The subject matter described herein relates generally to wind turbines and, more particularly, to methods and systems for detecting wind turbine blade inefficiencies.
Wind turbines are generally located in rural settings suitable to capture wind energy. As wind turbine technology improves, rotor blades continue to increase in size and are designed closer to material limits of known wind turbines. As such, known wind turbines are susceptible to damage from multiple sources, including, but not limited to lightning strikes, icing, and/or fatigue loads caused by fluctuating wind conditions.
At least some known damage detection systems may sense a lightning strike or the presence of ice buildup. However, such detection systems do not monitor whether a rotor blade has been damaged by a damaging event. When a rotor blade is damaged, it operates with a decreased power-capture potential. At least some known wind turbines are configured to reduce a load impact of the imbalanced rotor blade, resulting in reduced power capture and reduced efficiency of the wind turbine.

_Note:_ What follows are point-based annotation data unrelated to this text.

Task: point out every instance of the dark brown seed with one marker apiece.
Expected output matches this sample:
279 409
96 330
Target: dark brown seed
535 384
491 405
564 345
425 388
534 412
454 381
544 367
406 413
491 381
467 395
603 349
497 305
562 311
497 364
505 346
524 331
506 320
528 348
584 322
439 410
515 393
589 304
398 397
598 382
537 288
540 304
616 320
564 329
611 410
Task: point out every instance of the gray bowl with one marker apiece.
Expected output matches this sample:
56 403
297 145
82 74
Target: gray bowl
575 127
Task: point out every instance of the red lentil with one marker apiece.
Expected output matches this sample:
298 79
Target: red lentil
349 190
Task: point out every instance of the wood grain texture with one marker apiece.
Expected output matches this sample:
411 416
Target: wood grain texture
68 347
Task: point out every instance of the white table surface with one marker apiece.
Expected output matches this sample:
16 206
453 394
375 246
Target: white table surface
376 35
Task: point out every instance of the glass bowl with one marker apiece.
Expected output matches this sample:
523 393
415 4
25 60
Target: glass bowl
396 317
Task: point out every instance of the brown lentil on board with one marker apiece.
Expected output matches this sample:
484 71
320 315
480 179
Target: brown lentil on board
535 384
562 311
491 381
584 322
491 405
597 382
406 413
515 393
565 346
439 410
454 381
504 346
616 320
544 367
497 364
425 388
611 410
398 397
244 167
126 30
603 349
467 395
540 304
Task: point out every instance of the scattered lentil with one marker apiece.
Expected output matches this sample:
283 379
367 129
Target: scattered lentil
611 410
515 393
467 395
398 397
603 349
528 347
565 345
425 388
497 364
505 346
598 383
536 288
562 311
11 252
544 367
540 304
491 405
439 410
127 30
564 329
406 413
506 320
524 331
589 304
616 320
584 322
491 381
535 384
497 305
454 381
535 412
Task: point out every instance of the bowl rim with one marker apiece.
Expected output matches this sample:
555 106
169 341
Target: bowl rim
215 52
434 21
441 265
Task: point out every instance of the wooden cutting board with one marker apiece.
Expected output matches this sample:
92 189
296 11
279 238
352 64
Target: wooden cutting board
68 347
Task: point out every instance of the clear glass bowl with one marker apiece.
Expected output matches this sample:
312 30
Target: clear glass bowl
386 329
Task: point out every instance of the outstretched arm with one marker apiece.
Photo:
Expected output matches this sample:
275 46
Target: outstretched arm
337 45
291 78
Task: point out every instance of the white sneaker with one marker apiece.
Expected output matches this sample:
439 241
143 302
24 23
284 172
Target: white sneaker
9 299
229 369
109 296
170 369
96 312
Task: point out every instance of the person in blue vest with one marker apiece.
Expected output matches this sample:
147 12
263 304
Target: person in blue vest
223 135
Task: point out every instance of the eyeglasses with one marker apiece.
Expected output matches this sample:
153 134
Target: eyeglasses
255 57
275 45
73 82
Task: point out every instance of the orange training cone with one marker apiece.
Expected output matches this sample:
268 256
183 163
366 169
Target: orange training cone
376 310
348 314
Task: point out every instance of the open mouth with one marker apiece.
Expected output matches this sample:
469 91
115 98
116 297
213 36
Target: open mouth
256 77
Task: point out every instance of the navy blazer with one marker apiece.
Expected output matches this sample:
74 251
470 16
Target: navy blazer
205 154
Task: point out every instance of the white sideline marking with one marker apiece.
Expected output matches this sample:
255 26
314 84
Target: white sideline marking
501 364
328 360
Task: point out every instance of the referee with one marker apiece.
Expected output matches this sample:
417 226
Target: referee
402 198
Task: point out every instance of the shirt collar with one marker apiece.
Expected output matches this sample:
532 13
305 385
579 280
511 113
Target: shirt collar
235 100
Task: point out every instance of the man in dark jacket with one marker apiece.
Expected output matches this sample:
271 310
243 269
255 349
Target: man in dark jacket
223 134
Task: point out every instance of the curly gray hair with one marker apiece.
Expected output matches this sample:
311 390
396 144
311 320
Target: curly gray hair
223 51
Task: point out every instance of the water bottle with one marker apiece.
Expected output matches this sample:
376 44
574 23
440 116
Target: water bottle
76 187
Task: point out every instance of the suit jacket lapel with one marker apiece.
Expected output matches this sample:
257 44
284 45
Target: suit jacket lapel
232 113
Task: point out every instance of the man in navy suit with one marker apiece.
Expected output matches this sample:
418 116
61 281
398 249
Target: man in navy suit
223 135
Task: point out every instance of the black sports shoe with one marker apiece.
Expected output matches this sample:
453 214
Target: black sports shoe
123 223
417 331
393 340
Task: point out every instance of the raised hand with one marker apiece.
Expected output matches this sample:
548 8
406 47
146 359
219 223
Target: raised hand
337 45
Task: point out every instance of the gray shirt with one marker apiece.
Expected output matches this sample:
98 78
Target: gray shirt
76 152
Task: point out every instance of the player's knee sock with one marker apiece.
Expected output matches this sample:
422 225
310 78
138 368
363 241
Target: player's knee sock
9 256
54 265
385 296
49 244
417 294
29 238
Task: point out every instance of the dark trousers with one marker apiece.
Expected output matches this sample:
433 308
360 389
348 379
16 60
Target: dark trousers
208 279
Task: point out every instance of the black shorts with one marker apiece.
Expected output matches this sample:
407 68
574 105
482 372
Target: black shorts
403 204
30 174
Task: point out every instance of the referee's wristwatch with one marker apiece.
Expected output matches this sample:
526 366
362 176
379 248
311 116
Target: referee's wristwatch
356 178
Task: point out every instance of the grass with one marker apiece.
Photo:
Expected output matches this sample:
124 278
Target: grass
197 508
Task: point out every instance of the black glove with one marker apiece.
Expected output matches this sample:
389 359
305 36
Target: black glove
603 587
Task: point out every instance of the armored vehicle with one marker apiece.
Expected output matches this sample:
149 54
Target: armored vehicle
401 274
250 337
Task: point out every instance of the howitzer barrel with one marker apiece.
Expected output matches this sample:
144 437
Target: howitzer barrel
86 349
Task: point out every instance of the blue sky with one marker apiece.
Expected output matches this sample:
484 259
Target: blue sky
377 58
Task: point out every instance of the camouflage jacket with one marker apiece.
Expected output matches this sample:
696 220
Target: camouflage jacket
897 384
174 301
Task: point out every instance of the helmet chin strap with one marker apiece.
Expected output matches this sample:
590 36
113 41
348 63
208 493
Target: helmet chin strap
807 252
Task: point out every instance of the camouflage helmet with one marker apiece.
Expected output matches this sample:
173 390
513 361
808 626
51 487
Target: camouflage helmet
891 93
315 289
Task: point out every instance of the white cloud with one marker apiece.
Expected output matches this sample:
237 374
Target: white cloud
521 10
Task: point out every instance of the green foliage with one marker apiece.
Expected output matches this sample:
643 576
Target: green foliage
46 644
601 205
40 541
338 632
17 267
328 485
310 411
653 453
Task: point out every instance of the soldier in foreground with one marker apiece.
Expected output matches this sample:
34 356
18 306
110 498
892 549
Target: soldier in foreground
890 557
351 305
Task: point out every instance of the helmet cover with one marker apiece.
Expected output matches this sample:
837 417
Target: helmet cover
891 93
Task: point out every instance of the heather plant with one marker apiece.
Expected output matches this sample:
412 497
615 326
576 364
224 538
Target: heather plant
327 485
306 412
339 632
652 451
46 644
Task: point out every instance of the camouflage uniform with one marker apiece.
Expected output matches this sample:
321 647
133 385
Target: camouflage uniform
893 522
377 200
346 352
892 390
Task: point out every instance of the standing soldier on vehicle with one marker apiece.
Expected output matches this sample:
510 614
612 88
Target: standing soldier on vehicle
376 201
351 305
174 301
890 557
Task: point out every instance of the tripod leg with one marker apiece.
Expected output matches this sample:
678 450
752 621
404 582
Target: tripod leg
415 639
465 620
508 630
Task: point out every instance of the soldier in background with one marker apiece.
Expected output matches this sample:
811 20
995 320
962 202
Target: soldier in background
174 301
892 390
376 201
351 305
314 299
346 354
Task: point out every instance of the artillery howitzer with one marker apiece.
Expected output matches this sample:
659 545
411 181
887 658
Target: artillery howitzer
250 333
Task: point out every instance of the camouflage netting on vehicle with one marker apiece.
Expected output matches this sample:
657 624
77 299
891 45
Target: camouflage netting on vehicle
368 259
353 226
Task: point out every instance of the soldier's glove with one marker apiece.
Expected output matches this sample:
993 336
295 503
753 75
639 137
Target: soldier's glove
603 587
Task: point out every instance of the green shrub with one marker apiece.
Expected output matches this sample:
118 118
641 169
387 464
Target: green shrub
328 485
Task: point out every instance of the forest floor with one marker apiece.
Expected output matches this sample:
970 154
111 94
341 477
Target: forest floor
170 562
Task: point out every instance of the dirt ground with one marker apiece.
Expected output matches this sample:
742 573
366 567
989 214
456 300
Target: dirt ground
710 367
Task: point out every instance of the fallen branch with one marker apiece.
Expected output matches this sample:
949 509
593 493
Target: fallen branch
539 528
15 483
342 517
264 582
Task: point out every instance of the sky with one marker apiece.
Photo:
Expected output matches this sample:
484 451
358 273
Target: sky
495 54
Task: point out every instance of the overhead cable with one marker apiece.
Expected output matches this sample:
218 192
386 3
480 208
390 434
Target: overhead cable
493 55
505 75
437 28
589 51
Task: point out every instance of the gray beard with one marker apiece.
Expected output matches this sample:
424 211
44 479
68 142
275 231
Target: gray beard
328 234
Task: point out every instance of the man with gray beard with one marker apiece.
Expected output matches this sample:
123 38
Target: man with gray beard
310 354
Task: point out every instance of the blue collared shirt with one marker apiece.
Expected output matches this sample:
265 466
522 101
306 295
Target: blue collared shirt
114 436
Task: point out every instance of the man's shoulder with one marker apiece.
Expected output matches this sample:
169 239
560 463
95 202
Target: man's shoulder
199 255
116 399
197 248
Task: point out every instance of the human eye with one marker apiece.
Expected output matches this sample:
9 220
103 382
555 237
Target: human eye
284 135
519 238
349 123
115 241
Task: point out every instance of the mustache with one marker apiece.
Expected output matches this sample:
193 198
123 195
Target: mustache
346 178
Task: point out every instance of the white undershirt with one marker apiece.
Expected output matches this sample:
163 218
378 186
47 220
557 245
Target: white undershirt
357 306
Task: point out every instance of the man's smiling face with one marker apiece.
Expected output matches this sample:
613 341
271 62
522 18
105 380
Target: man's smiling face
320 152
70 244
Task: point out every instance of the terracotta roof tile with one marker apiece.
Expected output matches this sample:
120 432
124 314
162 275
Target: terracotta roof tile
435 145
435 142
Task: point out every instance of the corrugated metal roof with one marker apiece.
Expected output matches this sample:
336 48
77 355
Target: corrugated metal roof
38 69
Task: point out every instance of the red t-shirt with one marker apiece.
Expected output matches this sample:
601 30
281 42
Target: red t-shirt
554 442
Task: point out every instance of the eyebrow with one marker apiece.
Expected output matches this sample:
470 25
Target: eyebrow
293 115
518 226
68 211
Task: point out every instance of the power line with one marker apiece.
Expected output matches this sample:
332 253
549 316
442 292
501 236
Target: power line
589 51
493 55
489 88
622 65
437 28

As a result, at least one known method of inspecting for damage to a rotor blade includes visual inspection of the rotor blade surface by a human maintenance worker for cracks and similar damage. The visual inspection often includes the maintenance worker inspecting the rotor blades through binoculars from afar. Another known method of inspection includes dismantling of the rotor blades from the wind turbine and performing more advanced inspections at an inspection center. Such known methods may be time consuming, inefficient, and ineffective at identifying subsurface damage to a rotor blade.